Although departing Secretary John R. Block is often blamed for this mess, the fault is not his. Being the agriculture secretary is a thankless job. The secretary is expected to assure prosperity for farmers, stable food prices and low subsidies--all simultaneously. Success is virtually impossible, and the secretary has little free will. Farm policy remains hostage to unpredictable economic and weather conditions, as well as to unrealistic political pressures.

Consider the export collapse as an object lesson. No one anticipated the severity of the 1981-82 global recession or its enduring effects on world trade. Countries didn't have the export earnings to buy more grain. Developing countries that had borrowed to import could no longer afford new loans. And the appropriation of the U.S. dollar made grain imports (priced in dollars) more expensive in local currencies.

Consequently, worldwide grain and soybean exports, which had expanded rapidly for two decades, have stagnated. Other countries have relied more on their own farmers. In the 1980s world grain exports have grown more slowly than total world consumption. For example, world corn consumption climbed 36% in the 1970s, while trade grew 71%; in 1986 total corn exports are expected to be 4% lower than in 1981, while world consumption drops to 10%.

Another mistake is that developing countries' ability to raise their own food production was underestimated. A world constantly crying for American food implied that developing countries couldn't keep pace with rising populations. In fact, they usually have done better. Between 1972 and 1982 per-capita food production rose 16% in South America and 10% in Asia. The tragic famines in Africa are the exception, not the rule.

Misguided U.S. policies made matters worse. Written in an inflationary period, the 1981 farm program set support prices at excessively high levels. Farmers sold to the government's grain reserves, propping up world prices. Other countries--Argentina, Australia, Brazil, Canada--took advantage and raised their share of global exports. U.S. wheat exports have fallen from 44% to 36% of the world total.

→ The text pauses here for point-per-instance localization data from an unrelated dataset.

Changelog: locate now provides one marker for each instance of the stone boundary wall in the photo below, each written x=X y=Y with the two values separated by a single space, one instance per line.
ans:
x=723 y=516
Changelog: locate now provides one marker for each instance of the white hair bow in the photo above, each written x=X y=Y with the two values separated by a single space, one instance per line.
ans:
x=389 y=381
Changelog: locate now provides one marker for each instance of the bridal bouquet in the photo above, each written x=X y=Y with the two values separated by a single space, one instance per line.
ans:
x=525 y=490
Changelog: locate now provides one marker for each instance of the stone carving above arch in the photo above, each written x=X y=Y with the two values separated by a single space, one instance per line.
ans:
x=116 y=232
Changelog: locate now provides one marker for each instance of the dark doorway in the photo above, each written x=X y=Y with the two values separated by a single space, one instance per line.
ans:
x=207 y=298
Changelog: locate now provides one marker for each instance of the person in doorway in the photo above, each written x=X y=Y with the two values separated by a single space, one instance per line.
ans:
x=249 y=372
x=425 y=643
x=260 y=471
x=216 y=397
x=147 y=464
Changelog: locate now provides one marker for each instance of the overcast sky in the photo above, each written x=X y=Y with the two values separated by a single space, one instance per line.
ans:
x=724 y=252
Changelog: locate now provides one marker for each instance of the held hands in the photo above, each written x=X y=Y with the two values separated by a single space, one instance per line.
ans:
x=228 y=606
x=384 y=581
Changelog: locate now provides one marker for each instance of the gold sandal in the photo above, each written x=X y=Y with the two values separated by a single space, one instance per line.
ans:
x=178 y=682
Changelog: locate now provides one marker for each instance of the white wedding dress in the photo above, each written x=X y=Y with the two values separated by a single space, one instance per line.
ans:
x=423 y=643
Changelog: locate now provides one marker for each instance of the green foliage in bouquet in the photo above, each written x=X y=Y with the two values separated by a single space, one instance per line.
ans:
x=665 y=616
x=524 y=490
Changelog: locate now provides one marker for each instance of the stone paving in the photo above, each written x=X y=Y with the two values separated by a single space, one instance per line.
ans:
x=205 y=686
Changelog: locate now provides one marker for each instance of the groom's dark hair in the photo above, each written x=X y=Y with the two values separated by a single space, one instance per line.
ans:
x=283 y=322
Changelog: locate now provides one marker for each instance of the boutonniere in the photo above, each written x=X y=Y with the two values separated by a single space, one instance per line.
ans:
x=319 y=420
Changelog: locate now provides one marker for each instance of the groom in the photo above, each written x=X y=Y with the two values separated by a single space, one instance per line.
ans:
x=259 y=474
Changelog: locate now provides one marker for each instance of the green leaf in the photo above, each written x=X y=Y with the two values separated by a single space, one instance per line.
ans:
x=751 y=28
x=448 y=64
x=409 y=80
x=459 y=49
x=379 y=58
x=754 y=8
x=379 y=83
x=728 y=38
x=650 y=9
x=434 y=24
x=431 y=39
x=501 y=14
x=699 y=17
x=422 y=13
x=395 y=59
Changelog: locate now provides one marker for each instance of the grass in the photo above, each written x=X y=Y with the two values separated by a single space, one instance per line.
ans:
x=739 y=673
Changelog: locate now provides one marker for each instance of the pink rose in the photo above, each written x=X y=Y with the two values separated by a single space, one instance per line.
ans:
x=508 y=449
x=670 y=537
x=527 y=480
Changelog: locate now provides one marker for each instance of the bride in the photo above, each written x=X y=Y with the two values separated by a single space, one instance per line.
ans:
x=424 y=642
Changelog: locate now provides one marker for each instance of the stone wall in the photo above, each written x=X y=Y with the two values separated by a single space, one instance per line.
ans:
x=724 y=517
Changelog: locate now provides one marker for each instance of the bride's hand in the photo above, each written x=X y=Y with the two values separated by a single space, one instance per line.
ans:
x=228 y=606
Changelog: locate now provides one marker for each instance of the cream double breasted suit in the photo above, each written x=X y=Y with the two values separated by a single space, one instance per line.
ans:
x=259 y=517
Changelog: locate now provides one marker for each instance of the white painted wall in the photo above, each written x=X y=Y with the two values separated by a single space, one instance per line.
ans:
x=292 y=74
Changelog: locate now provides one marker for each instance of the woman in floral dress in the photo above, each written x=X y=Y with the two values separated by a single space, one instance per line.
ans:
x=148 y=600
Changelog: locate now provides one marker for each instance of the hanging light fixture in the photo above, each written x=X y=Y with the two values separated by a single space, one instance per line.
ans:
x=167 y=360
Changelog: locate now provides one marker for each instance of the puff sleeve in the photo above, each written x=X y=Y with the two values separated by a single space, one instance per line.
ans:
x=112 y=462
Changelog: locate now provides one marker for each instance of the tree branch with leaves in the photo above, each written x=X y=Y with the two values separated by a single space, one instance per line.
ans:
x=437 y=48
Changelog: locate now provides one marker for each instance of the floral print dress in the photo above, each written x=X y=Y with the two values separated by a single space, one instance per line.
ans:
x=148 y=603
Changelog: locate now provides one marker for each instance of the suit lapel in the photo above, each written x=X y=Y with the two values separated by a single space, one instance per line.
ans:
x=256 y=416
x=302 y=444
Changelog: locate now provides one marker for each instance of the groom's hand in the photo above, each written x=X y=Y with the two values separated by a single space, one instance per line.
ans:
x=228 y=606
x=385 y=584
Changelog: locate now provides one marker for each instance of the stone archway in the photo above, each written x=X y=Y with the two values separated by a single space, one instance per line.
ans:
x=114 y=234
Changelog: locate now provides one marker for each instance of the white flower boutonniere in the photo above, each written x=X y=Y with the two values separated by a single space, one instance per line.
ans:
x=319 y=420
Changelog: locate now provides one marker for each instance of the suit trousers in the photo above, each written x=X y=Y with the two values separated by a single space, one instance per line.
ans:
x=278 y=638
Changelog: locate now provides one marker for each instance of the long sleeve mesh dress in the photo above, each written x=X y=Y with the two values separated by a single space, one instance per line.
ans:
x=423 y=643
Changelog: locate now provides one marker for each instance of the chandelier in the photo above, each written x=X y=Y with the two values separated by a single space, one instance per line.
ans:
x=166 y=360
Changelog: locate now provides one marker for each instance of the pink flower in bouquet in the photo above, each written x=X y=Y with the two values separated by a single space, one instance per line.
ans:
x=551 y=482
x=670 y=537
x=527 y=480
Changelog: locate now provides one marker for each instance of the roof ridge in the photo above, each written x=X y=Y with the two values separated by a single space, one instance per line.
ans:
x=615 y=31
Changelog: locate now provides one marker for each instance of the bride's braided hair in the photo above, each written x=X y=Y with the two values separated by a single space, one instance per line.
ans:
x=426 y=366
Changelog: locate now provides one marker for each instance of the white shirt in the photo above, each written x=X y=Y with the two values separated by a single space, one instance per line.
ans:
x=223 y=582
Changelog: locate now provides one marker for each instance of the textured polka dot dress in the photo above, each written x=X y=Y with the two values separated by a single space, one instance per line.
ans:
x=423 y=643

There is a broader lesson here. American farmers' growing dependence on world markets limits the effectiveness of government programs. Farm subsidies have traditionally been justified as a cushion to the natural instability of agricultural markets. But they may now be aggravating instability. Since 1981 U.S. farm programs have encouraged overproduction and high prices both here and abroad. Farmers' incomes were temporarily raised, but the ultimate adjustment may now be more traumatic.

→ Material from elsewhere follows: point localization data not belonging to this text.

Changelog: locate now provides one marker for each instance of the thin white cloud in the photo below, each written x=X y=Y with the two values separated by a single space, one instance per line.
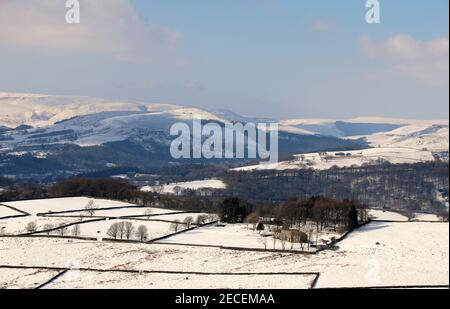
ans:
x=107 y=27
x=320 y=25
x=427 y=62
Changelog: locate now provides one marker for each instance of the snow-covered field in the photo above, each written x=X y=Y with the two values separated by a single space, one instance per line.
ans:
x=100 y=229
x=121 y=212
x=379 y=254
x=234 y=235
x=413 y=143
x=191 y=185
x=386 y=215
x=16 y=226
x=116 y=280
x=327 y=160
x=24 y=278
x=6 y=212
x=34 y=207
x=426 y=217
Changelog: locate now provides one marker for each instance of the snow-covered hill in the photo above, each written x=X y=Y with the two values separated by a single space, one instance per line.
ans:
x=414 y=143
x=433 y=137
x=118 y=133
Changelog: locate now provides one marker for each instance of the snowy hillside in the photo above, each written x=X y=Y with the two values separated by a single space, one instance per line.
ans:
x=44 y=110
x=433 y=137
x=408 y=144
x=86 y=134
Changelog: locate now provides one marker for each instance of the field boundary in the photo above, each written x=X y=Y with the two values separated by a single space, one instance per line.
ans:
x=21 y=212
x=63 y=271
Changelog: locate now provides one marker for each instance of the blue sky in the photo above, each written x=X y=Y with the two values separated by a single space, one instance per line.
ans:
x=276 y=58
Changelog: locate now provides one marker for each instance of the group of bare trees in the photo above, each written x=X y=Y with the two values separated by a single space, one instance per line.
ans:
x=50 y=229
x=126 y=230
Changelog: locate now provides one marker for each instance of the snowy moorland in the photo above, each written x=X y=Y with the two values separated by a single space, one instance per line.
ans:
x=407 y=144
x=379 y=254
x=191 y=185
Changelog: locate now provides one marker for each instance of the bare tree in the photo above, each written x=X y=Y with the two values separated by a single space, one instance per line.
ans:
x=90 y=208
x=76 y=231
x=121 y=229
x=31 y=227
x=113 y=230
x=142 y=233
x=175 y=226
x=47 y=228
x=263 y=241
x=252 y=219
x=201 y=219
x=129 y=229
x=148 y=213
x=188 y=221
x=63 y=230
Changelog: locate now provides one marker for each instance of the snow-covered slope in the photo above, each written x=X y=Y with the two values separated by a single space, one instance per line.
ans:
x=420 y=142
x=434 y=137
x=52 y=127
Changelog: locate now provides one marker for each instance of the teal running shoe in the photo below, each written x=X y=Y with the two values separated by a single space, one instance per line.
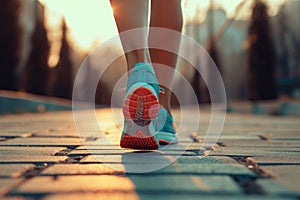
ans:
x=140 y=108
x=165 y=128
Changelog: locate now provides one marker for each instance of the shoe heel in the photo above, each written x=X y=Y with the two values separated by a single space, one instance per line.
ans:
x=141 y=104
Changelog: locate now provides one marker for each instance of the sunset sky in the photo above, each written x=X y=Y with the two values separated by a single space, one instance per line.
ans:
x=91 y=21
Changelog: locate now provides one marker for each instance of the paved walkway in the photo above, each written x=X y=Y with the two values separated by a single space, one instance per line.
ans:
x=42 y=157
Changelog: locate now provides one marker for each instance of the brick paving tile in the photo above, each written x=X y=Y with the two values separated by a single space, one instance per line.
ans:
x=7 y=183
x=31 y=159
x=286 y=175
x=87 y=183
x=14 y=170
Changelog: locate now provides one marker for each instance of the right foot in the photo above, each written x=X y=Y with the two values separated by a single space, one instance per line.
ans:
x=140 y=108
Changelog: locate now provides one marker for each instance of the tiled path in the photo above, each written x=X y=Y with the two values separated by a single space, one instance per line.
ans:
x=43 y=157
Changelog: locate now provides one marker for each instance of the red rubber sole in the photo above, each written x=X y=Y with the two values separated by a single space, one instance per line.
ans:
x=138 y=142
x=141 y=104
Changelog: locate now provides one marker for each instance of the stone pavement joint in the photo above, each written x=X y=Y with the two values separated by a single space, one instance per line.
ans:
x=253 y=166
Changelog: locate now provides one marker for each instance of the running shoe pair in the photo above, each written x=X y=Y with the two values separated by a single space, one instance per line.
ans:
x=147 y=124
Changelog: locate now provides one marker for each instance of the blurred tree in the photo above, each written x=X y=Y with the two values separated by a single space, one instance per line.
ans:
x=62 y=84
x=9 y=42
x=262 y=84
x=36 y=72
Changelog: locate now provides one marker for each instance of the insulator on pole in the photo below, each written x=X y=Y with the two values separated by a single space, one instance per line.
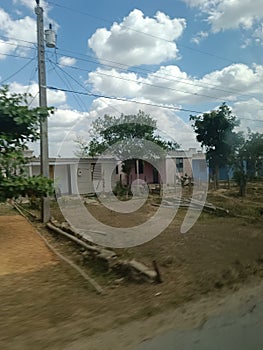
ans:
x=50 y=37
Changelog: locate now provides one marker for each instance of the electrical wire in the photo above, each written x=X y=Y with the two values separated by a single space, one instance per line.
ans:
x=68 y=84
x=163 y=77
x=138 y=102
x=140 y=32
x=18 y=71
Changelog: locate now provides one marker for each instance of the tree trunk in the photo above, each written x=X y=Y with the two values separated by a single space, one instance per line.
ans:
x=243 y=186
x=216 y=177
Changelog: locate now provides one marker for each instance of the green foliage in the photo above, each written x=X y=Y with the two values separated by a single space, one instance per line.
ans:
x=215 y=132
x=125 y=137
x=19 y=124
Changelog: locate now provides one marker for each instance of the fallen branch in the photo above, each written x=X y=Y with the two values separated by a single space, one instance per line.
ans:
x=94 y=284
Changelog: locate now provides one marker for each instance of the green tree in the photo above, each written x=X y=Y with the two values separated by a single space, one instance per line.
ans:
x=19 y=125
x=215 y=132
x=125 y=137
x=254 y=153
x=248 y=159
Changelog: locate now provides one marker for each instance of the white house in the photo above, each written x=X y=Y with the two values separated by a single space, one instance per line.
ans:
x=79 y=176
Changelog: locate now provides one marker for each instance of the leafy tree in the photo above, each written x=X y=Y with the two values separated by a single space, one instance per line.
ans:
x=125 y=137
x=215 y=132
x=19 y=125
x=248 y=159
x=254 y=153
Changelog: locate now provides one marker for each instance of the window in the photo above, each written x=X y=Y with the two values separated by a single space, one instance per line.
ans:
x=140 y=166
x=96 y=171
x=180 y=165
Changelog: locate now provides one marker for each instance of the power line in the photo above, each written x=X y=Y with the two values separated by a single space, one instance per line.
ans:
x=67 y=83
x=16 y=56
x=146 y=71
x=159 y=86
x=18 y=71
x=139 y=102
x=122 y=99
x=76 y=81
x=140 y=32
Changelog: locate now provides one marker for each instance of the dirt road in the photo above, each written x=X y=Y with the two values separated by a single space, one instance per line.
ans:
x=46 y=305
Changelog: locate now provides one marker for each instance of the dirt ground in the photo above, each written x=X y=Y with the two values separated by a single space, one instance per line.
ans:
x=45 y=304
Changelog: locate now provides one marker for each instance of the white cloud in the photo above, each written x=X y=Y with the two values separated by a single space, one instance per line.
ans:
x=67 y=61
x=199 y=37
x=169 y=85
x=54 y=98
x=126 y=43
x=229 y=14
x=20 y=32
x=250 y=113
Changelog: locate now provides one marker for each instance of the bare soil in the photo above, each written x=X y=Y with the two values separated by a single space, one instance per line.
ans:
x=45 y=304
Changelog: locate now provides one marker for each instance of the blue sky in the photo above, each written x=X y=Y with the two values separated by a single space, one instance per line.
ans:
x=182 y=54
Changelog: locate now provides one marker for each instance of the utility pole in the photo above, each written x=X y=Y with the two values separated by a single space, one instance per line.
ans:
x=45 y=206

To survive, farmers in the United States must adjust to the world rather than persisting in the illusion that the world will adjust to America. Probably the best that the government can do now is to create a strategic grain reserve to guard against famines, while also encouraging soil conservation (the 1985 farm legislation makes a good start on conservation). Otherwise, farmers ought to be left on their own; they can react more quickly to changing market conditions than the government can.

The idea that U.S. exports have reached a plateau is probably as silly as the 1970s' notion that they would grow effortlessly. Diets around the world have vast room for improvement. Lower grain prices and higher economic growth could revive world consumption. U.S. farming is not uncompetitive, but if being competitive means lower prices, then many of today's farmers--especially those overburdened by debts--may not survive. They may be replaced by more efficient farmers or those who did not buy land at inflated prices.

Harsh as this sounds, government cannot prevent it. Government simply cannot overrule changes in the economics or technology of farming. Even with the new farm program, Block's successor will be lucky if things get better before they get worse.